A second consecutive chaotic and stressful holiday season is over. And just like last year, it’s tempting to close the books on it and never look back. However, that would be a mistake. There are always lessons to be learned from Christmas Past that can help with our Christmas Future.
Here are five digital marketing takeaways to carry with you into your planning sessions for this year and the upcoming holiday season:
1. Early Start to Holiday Season Has Staying Power
Bemoan the Christmas creep all you want, but October is now officially part of the holiday season. Supply chain problems — on both the supply and delivery end — have spurred more consumers than ever to buy their gifts early.
In fact, nearly half of consumers started their holiday buying before November last year, according to the NRF. While that’s up significantly from previous years, early shopping has always been popular, with around 40% of consumers buying before November on average over the past decade. So we probably should have been including October in the holiday season all along.
2. Marquee Shopping Days Are Losing Luster
The Thanksgiving-to-Cyber Monday time period is still a huge sales generator, and a great time for marketing efforts. For example, Black Friday and Cyber Monday were respectively the No. 1 and No. 2 highest days of the year in terms of revenue per email, according to Oracle Marketing Consulting data.

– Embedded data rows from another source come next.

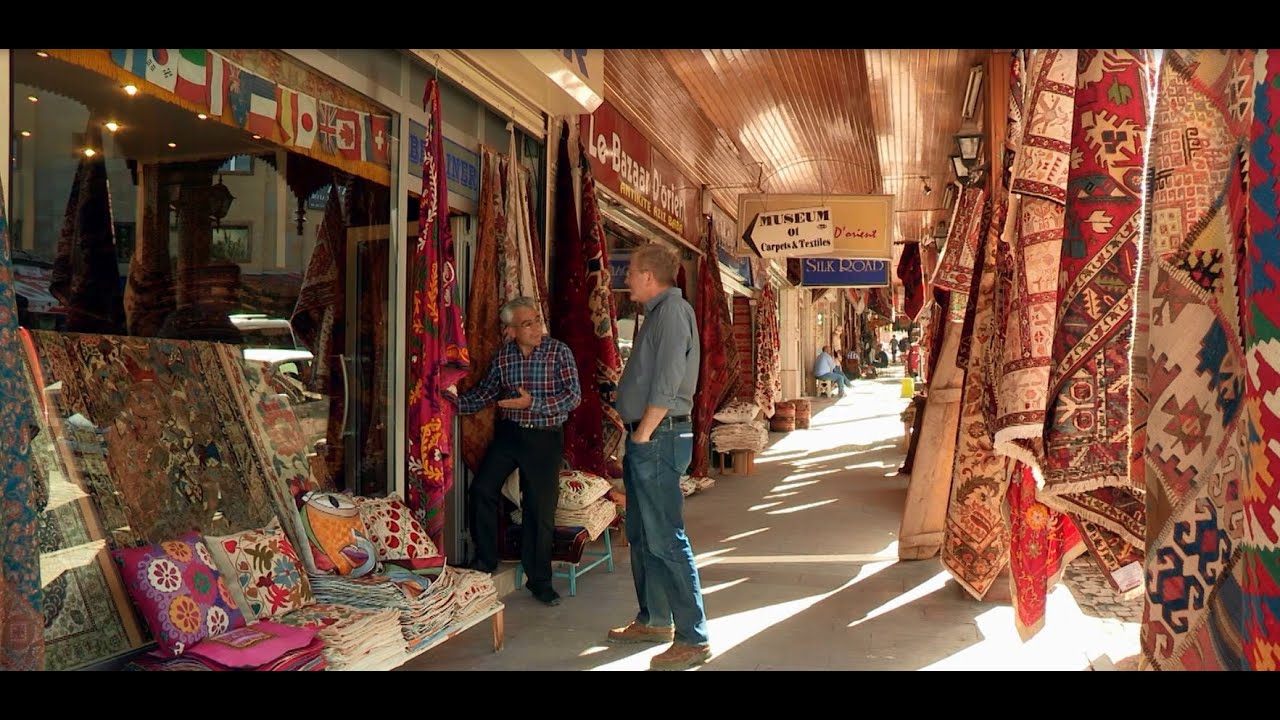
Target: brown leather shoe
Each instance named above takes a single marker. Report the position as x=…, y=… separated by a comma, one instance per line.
x=680, y=656
x=638, y=633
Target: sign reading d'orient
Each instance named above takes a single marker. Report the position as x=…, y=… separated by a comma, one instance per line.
x=790, y=233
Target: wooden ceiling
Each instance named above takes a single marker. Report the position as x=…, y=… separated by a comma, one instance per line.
x=803, y=121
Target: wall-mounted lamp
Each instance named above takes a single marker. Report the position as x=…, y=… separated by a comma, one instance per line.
x=969, y=142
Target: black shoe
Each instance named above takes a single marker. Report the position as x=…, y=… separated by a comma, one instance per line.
x=548, y=597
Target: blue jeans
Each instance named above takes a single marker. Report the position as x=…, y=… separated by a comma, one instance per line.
x=662, y=560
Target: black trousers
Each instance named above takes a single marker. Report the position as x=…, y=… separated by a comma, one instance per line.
x=538, y=454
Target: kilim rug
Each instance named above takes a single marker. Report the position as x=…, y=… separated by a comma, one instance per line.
x=1087, y=438
x=745, y=341
x=956, y=268
x=485, y=332
x=1040, y=177
x=606, y=368
x=913, y=282
x=22, y=645
x=1260, y=548
x=1189, y=370
x=318, y=317
x=976, y=541
x=1042, y=543
x=437, y=342
x=718, y=365
x=768, y=363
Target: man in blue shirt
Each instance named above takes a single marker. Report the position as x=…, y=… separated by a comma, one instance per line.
x=826, y=369
x=536, y=378
x=656, y=396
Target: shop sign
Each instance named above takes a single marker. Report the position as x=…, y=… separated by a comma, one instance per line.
x=800, y=232
x=844, y=272
x=860, y=224
x=461, y=165
x=625, y=162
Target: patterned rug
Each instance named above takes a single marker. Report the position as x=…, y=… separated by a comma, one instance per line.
x=1040, y=178
x=1042, y=543
x=22, y=645
x=976, y=541
x=718, y=369
x=606, y=369
x=437, y=342
x=1086, y=469
x=964, y=236
x=1189, y=369
x=768, y=361
x=1260, y=550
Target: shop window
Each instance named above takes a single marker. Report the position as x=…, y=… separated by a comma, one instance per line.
x=138, y=219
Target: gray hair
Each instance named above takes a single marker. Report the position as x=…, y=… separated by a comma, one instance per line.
x=658, y=260
x=508, y=311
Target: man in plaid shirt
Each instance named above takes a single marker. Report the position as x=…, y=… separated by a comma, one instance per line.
x=534, y=381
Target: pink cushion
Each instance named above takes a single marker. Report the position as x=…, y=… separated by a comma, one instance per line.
x=178, y=592
x=252, y=646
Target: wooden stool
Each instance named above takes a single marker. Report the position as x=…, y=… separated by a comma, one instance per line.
x=743, y=461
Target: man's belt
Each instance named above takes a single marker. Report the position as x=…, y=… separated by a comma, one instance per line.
x=668, y=422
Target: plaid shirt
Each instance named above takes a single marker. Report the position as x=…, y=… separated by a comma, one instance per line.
x=549, y=374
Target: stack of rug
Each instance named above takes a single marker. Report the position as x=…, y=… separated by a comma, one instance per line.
x=474, y=593
x=353, y=638
x=595, y=518
x=740, y=436
x=309, y=659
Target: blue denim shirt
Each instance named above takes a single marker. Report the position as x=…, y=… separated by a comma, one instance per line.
x=664, y=356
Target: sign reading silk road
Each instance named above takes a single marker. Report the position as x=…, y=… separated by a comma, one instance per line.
x=790, y=233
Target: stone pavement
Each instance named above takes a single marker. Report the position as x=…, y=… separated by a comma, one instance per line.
x=800, y=572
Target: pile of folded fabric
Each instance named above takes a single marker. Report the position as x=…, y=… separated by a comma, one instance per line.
x=474, y=593
x=353, y=638
x=259, y=646
x=752, y=436
x=595, y=516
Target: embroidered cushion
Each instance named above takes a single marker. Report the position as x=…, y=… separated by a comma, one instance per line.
x=339, y=541
x=252, y=646
x=178, y=591
x=580, y=490
x=396, y=533
x=263, y=572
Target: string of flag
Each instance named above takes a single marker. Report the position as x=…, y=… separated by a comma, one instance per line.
x=261, y=105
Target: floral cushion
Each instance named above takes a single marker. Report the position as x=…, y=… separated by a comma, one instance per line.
x=252, y=646
x=396, y=533
x=580, y=490
x=263, y=572
x=178, y=591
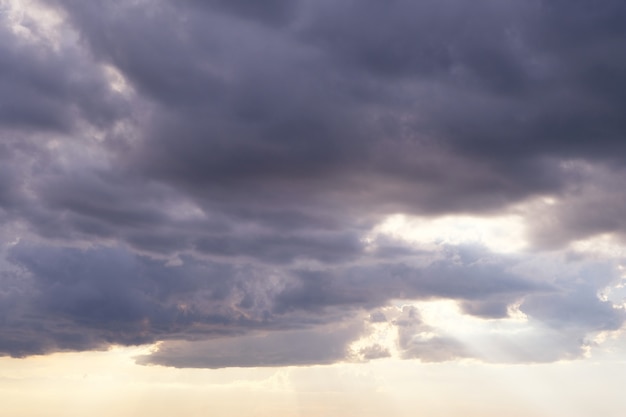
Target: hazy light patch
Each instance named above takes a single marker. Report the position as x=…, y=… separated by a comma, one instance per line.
x=504, y=234
x=117, y=81
x=605, y=245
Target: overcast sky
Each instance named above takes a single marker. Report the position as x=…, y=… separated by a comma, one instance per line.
x=270, y=185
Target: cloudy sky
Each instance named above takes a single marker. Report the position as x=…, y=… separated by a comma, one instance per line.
x=312, y=207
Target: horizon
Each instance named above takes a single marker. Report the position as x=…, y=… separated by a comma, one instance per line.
x=312, y=208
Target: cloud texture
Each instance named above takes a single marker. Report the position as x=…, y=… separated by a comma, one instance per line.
x=209, y=174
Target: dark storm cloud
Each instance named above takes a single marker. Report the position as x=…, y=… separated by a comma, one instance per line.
x=227, y=184
x=47, y=89
x=324, y=345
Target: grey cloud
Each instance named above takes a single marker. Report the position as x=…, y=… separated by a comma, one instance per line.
x=257, y=145
x=321, y=345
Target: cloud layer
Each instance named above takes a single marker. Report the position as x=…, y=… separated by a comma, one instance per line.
x=209, y=174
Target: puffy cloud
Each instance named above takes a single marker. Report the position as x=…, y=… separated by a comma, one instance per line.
x=179, y=171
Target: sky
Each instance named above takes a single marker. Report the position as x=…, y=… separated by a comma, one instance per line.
x=312, y=208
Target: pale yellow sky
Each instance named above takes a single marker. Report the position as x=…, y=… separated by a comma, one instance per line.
x=103, y=384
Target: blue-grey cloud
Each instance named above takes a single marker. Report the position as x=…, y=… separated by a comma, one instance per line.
x=182, y=170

However, these days have been slipping in importance. Thanksgiving has declined because more stores are closing out of respect for the holiday and for employees. And Black Friday has diminished because it’s traditionally been an in-store sales day and the pandemic has kept shoppers away.
While these marquee shopping days have declined, the surrounding shopping days have more than picked up the slack, which brings us to the next takeaway …
3. Adopt Wider Windows for Measuring Performance
Whether you’re looking at the performance of your stores, website, email marketing or another channel, comparing days year over year makes less and less sense given changing consumer behaviors. For example, Black Friday and Cyber Monday shopping has spread out from those days, making it more insightful to examine the performance of Black Friday week and Cyber Monday week instead. In general, trailing 7-day time periods are much more useful than looking at single days.
Beyond that, when looking at holiday performance on a monthly or season-long basis, remember to include October as mentioned above. Disregarding all of the demand that has been pulled forward into October over the past two years will surely lead to artificially depressed holiday sales numbers.
4. Improve Cross-Channel Attribution
One feature of the pandemic has been the huge jump in ecommerce sales in 2020 — due to store closures, store capacity restrictions, and overall health and safety concerns — followed in 2021 by a rebound in store traffic and a return to more typical ecommerce growth. While that has caused legitimate soul searching about the future role of stores, it has also distorted the perceived performance of many of our channels because of antiquated attribution models.
For example, email marketing programs had a banner year in 2020 because of reduced store activity. That caused many more promotional email subscribers to click through and make purchases that could easily be attributed back to email. However, as stores regained some of their influence in 2021, some subscribers reverted back to old behaviors such as getting an email from a brand and then going to their local store to convert. Most retailers aren’t able to capture this well-established and common email behavior, so email performance appeared to suffer last year. If Apple’s Mail Privacy Protection hasn’t caused your company to take a more holistic approach to measuring customer activity, then these pandemic-driven shifts in channel usage should.